AMA Taskforce Unleashes Violence On Traders
Ghanaians are enraged over the inhumane and unprofessional manner the Accra Metropolitan Assembly (AMA) taskforce is handling an ongoing exercise at the Agbogbloshie Market to ward off traders who have displayed their foodstuff on pavements and streets in the city, as part of its sanitation campaign.
What would have been a smooth exercise has turned out to be chaotic, with the taskforce, led by AMA environmental health officers, and traders engaging in fisticuffs in the full glare of the public.
Many believe the AMA should have rather engaged the services of the police to undertake the arrests of recalcitrant traders, rather than using its taskforce.
A confrontation, which has been condemned by many, ensued yesterday, Wednesday, February 8, when the AMA environmental health inspectors stormed the rather busy business centre in the city.
The health officers, The Anchor gathered, went to the Agbogbloshie Yam Market to continue their special operation to drive away traders who haddisplayed their wares on the bare ground and at unauthorized places.
Unfortunately, the otherwise well-intended exercise, geared towards applying the sanitation laws and making the markets cleaner and safer, degenerated into something else.
The operation affected yam sellers plying their trade at Agbogbloshie who, just like others including plantain sellers, display their wares on the bare ground, a practice which is common in various markets in the country.
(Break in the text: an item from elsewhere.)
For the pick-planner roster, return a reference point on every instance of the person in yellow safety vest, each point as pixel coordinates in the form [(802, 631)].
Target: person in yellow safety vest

It is unclear what triggered the confrontation, but reports say the AMA officers had tried to arrest the young yam sellers for offending the law.
In their blue shirts and blue-black apparel, the officers in the process landed on the displayed yams on the ground with the offending traders, while the public looked on amazed.
While some have described the act as unprofessional, others argued that these traders are too difficult and that it will take some of these confrontations to get results.
Though the officers succeeded in arresting the sellers, this paper cannot tell how many were arrested and what process they will be taken through and whether the practice can be stopped by mere arrests of these traders.
The exercise, dubbed “Clean Ghana campaign,” is a partnership between the AMA and the Multimedia Group. The initiative that seeks to help enforce waste management laws and educate the general public on how to manage waste has been ongoing for some years, but it was put on hold for the last part of last year.
The latest act is similar to what happened last Wednesday, February 1, when AMA environmental health officers who embarked on routine environmental education at the same Agbogbloshie Yam Market in Accra were attacked and chased out of the place.
… were at the market to educate traders on how to maintain effective hygiene in the place.
During their interaction with the traders, it was identified that some of the traders had displayed vegetables on pallets covering filthy gutters on the main road, which is contrary to the AMA’s environmental bye-laws.
As a result, Madam Kuukyi quickly ordered the AMA taskforce to arrest the offenders and seize their displayed foodstuff.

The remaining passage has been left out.